Politica

Non solo Ingroia: ecco i magistrati che fanno politica

Da Messineo alla Gandus, quelli che si schierano in barba all'imparzialità

Non solo Ingroia: ecco i magistrati che fanno politica

Fanno i pm o i giudici ma hanno una consumata dimestichezza con le agenzie di stampa, con i talk show e con gli equilibri della politica. Non c'è solo Antonio Ingroia a tenere alta la bandiera del partito delle toghe. Certo, il sovraesposto procuratore aggiunto di Palermo fa indigestione di convegni e congressi e non manca una festa o un festival che sia uno. Ma anche i suoi colleghi non stanno con le mani in mano, un metro indietro, riparati dalla prima linea della polemica di giornata. Ci mancherebbe. Tre anni fa, a ottobre 2009, Berlusconi telefona a Ballarò e attacca a testa bassa «i giudici comunisti di Milano». Niente paura. A rispondergli per le rime non ci pensa solo l'Anm, che in fondo è il sindacato della categoria, e nemmeno il Csm. No, dall'altro capo della penisola, da Siracusa, il procuratore Ugo Rossi non perde l'occasione per inventarsi portavoce non richiesto del blasonato gruppo e definisce le dichiarazioni del Cavaliere «un fatto gravissimo». Non basta. Già che c'è, s'indigna ancora e replica, come se fosse un interlocutore diretto dell'ex premier: «Dire comunista è come dire delinquente». Per lui è inammissibile.

Questo botta e risposta in Italia è normale. O quasi. Non sconvolge nessuno. Nessuno, o quasi, si stupisce che un Gip di Napoli, Nicola Quatrano, sfili insieme ai no global contro il G8, accompagnato da tutta la famiglia. Lo stesso Quatrano in epoca più recente ha preso la parola in un'assemblea della Cgil per spiegare che l'unico modo per opporsi alla nuova legge sull'immigrazione era la disobbedienza civile. Pare incredibile, ma è così. I magistrati, che puniscono chi ha violato la norma, in qualche caso invitano a stracciare la legge. Poi, una qualche spiegazione, una pezza per giustificarsi, salta sempre fuori. Quando gli hanno chiesto perché fosse andato in piazza contro il G8, il magistrato ha fatto capire che passava di lì per caso. Ingroia, almeno rivendica, e con articolati ragionamenti, le sue ragioni e poi, a breve, si smarcherà in Guatemala. Altri passano senza il minimo imbarazzo dalle aule ai cortei. E non importa se la loro immagine venga sporcata insieme al profilo di imparzialità, terzietà e tutta la solita cipria di buoni propositi.

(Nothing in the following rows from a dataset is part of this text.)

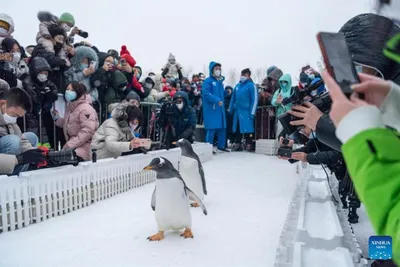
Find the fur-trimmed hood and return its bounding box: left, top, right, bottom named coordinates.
left=111, top=103, right=131, bottom=134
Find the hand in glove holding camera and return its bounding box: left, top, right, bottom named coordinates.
left=17, top=148, right=46, bottom=165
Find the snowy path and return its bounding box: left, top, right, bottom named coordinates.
left=0, top=153, right=297, bottom=267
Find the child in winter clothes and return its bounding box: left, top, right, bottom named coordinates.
left=36, top=11, right=75, bottom=59
left=161, top=53, right=183, bottom=80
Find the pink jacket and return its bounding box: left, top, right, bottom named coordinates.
left=56, top=95, right=99, bottom=160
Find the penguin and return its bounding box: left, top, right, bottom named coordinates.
left=176, top=139, right=207, bottom=207
left=143, top=157, right=207, bottom=241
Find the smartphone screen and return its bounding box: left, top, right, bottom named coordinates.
left=318, top=32, right=360, bottom=95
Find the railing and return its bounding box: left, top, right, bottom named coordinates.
left=0, top=143, right=212, bottom=232
left=275, top=163, right=368, bottom=267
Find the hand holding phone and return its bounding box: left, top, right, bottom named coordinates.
left=317, top=32, right=360, bottom=97
left=277, top=147, right=293, bottom=159
left=139, top=139, right=151, bottom=149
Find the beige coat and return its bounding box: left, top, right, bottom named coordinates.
left=0, top=113, right=33, bottom=174
left=91, top=104, right=133, bottom=159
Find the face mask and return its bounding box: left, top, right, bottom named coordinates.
left=3, top=113, right=18, bottom=124
left=13, top=52, right=21, bottom=63
left=0, top=28, right=8, bottom=35
left=214, top=70, right=221, bottom=77
left=54, top=42, right=64, bottom=49
left=61, top=23, right=71, bottom=32
left=79, top=63, right=88, bottom=70
left=37, top=73, right=47, bottom=83
left=176, top=103, right=183, bottom=110
left=65, top=90, right=76, bottom=102
left=129, top=123, right=139, bottom=131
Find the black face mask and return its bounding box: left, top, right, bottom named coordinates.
left=54, top=42, right=64, bottom=50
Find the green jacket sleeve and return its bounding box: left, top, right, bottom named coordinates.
left=342, top=128, right=400, bottom=264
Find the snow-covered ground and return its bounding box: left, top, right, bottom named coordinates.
left=0, top=153, right=297, bottom=267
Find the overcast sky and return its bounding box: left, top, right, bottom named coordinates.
left=0, top=0, right=382, bottom=85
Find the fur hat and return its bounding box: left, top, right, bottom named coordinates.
left=119, top=45, right=136, bottom=68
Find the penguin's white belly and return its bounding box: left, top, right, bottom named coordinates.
left=155, top=178, right=192, bottom=231
left=179, top=156, right=204, bottom=200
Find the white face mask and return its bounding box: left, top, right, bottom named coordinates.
left=37, top=73, right=47, bottom=83
left=61, top=23, right=71, bottom=32
left=13, top=52, right=21, bottom=63
left=3, top=113, right=18, bottom=124
left=0, top=28, right=8, bottom=35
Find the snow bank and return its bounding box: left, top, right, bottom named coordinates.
left=275, top=164, right=367, bottom=267
left=0, top=152, right=298, bottom=267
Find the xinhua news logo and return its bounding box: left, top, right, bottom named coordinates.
left=368, top=235, right=392, bottom=260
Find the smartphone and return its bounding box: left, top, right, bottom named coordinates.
left=277, top=147, right=293, bottom=158
left=317, top=32, right=360, bottom=97
left=139, top=139, right=151, bottom=147
left=0, top=53, right=13, bottom=62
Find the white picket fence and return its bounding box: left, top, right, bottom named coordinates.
left=0, top=143, right=212, bottom=232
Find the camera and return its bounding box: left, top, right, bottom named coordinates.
left=38, top=147, right=79, bottom=167
left=77, top=30, right=89, bottom=39
left=161, top=101, right=175, bottom=116
left=278, top=80, right=332, bottom=135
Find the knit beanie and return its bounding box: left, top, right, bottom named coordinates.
left=1, top=37, right=16, bottom=53
left=267, top=66, right=277, bottom=76
left=58, top=12, right=75, bottom=27
left=119, top=45, right=136, bottom=68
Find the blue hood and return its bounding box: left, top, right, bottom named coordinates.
left=208, top=61, right=221, bottom=76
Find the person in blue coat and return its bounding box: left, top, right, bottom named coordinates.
left=202, top=61, right=228, bottom=154
left=229, top=69, right=258, bottom=151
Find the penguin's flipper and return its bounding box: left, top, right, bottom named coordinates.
left=151, top=188, right=156, bottom=211
left=196, top=158, right=207, bottom=195
left=185, top=187, right=207, bottom=215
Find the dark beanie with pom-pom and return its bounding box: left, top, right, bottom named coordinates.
left=119, top=45, right=136, bottom=68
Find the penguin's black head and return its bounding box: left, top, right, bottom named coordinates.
left=176, top=138, right=193, bottom=153
left=143, top=157, right=175, bottom=177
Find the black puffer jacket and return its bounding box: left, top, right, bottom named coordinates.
left=23, top=57, right=58, bottom=114
left=339, top=13, right=400, bottom=83
left=315, top=114, right=342, bottom=151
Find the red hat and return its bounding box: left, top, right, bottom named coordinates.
left=119, top=45, right=136, bottom=68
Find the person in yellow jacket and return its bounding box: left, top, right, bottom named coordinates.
left=322, top=72, right=400, bottom=265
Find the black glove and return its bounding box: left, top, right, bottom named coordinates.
left=17, top=149, right=46, bottom=164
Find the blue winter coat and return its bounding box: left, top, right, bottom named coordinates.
left=229, top=79, right=258, bottom=134
left=172, top=91, right=197, bottom=141
left=202, top=62, right=226, bottom=130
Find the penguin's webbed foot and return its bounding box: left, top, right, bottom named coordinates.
left=147, top=231, right=164, bottom=241
left=181, top=228, right=193, bottom=239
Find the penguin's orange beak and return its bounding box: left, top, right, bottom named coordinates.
left=143, top=165, right=153, bottom=171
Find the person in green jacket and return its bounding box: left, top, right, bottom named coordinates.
left=322, top=72, right=400, bottom=264
left=271, top=74, right=294, bottom=135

Nicoletta Gandus, storica toga di rito ambrosiano, considera il Cavaliere, che contraccambia di cuore, la causa di molte se non di tutte le sventure italiane. Opinioni affidate ai siti web, riunioni di Magistratura democratica, la corrente di sinistra dei giudici italiani, documenti e assemblee affollatissime. Peccato che la Gandus sia stata anche il giudice che doveva decidere il destino del Cavaliere nel processo Mills. Non sarebbe stato bene cucirsi la bocca? No, perché la Gandus ha un passato glorioso nella sinistra più sinistra italiana e non ha mai rinunciato a far sentire la sua voce. E che voce. Del resto, la Costituzione glielo garantisce. Così l'onnipresente signora ha firmato pure un pamphlet contro la legge sulla procreazione e ha aggiunto il suo nome ad un appello contro Israele e la sua politica. Per non farsi mancare niente, si è fatta vedere pure al forum antagonista di Porto Alegre, in Brasile. Nessuno mette in dubbio la sua buona fede, ma è difficile capire come si possa fare il magistrato quando ci si schiera in modo così clamoroso e partigiano su temi incandescenti, che tagliano trasversalmente la società.

Inutile stupirsi. In Italia funziona così. Tutto va bene e tutto s'aggiusta. Perfino la strabiliante affermazione del procuratore di Palermo Francesco Messineo (nel tondo), quando Panorama ha pubblicato i contenuti, presunti, delle intercettazioni di Napolitano. «Sicuramente - ha precisato lui - le notizie non sono uscite dalla procura che difficilmente avrebbe usato Panorama, pur legittimamente, ma mai molto tenero con la stessa».

Chiaro? Anche gli scoop non sono tutti uguali.